Cumartesi 15 Mart 2025 - 14:20
Ayetler Işığında Kadın ve Erkekler Arasındaki Eşitlik

Havza / Cemâtüzzehra öğretim üyesi, Kur'an ayetlerine göre kadın ve erkeklerin yaratılış kaynağı, kemale erişme, ödül alma, haklar ve yükümlülükler açısından birbirleriyle eşit olduğunu söyledi.

Cemâtüzzehra öğretim üyesi Ferzâne Hekimzâde, Havza Haber Ajansı'yla yaptığı bir konuşmada Kur'an-ı Kerim'de kadınlarla ilgili meselelerin üç açıdan ele alındığını belirtti. İlk bakış açısı, kadınların yaratılışı ile ilgili konulardır ve bu durum Nisa Sûresi'nin ilk ayetinde belirtilmiştir.

Kadın ve Erkeğin Eşit Yaratılışı

Hekimzâde devamında şunları söyledi: "Allah, bu ayette şöyle buyuruyor: 'Ey insanlar! Rabbinizden korkun; sizi tek bir nefisten yaratan ve ondan eşini var eden odur.'"
Cemâtüzzehra öğretim üyesi, bu ayetin erkek ve kadının aynı öz ve cevherden yaratıldığını ve ortak bir yaratılış kaynağına sahip olduklarını ifade ederek şöyle dedi: "Bazı Sünni ve Şii müfessirler, bu ayeti yorumlarken Havva'nın Adem'in sol kaburgasından yaratıldığını belirtmişlerdir; ancak Allame Tabatabai (r.a) bu yorumun yanlış olduğunu söylemiştir. Allame Tabatabai'ye (r.a) göre "min" ifadesi aynı kaynaktan yani Adem'in yaratıldığı topraktan Havva'nın da yaratıldığı anlamına gelmektedir."

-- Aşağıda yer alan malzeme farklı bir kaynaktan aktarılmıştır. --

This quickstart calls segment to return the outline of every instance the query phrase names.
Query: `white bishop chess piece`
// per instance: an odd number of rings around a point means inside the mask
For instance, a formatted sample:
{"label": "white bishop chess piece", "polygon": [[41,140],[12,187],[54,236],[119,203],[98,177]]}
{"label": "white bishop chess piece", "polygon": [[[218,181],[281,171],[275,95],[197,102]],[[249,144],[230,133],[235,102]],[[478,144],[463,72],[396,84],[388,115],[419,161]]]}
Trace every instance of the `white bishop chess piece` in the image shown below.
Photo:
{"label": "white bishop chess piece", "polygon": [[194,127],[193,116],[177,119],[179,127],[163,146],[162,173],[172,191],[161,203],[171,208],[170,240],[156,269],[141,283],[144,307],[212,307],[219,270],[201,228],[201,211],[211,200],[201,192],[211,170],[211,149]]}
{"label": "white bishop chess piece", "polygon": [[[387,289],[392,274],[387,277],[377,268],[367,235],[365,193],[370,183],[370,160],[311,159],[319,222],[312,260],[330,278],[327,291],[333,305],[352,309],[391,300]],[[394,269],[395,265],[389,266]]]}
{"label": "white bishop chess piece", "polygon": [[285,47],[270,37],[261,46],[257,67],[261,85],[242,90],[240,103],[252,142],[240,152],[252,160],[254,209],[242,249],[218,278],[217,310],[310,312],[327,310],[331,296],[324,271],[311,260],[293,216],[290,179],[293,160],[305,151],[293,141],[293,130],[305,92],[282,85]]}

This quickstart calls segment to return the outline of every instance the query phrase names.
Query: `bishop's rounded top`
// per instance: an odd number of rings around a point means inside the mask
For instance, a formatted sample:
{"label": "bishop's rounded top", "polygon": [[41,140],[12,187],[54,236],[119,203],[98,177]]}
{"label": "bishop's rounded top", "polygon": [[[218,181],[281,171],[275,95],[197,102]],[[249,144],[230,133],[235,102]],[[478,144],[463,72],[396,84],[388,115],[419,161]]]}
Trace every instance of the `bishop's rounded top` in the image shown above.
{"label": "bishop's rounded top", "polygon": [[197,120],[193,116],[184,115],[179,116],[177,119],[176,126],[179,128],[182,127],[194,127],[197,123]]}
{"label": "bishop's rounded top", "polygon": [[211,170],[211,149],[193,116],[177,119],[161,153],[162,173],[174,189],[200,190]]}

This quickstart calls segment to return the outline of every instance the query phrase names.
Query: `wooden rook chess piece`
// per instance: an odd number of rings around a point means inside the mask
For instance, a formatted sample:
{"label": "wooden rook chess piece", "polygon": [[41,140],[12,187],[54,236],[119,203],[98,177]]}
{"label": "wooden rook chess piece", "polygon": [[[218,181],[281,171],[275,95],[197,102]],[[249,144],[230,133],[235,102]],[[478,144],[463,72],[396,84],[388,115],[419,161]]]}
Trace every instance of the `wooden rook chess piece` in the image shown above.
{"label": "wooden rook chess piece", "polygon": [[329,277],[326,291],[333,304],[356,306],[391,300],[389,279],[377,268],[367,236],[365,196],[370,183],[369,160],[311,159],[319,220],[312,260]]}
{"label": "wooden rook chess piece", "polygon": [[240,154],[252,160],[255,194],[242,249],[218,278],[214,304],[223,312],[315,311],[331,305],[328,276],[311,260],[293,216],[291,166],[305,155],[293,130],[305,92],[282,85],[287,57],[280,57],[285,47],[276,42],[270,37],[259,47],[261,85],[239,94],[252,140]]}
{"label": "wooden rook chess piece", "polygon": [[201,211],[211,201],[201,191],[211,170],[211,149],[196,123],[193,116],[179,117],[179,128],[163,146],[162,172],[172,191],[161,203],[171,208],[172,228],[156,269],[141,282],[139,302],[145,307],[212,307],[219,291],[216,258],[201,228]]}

Kemale ve Ödüle Eşit Erişim

Hekimzâde, erkek ve kadının yaratılış açısından eşit olduğunu, yani düşünce, akıl, irade, tercih, duygular ve konuşma yetisi gibi özelliklere sahip olduklarını belirterek şöyle dedi: "Bu ayetin tefsiri ve anlaşılması çok önemlidir. Çünkü kadınları insanlık kimliği açısından ele alırken, onların kemale erme ve gelişim aşamalarında erkeklerle eşit olduklarını ve en yüksek ilahi ödüllere ulaşabileceklerini bilmemiz gerekir. Eğer kadınlar ve erkekler farklı kaynaklardan yaratılsaydı bu konularda eşitliklerini kanıtlayamazdık."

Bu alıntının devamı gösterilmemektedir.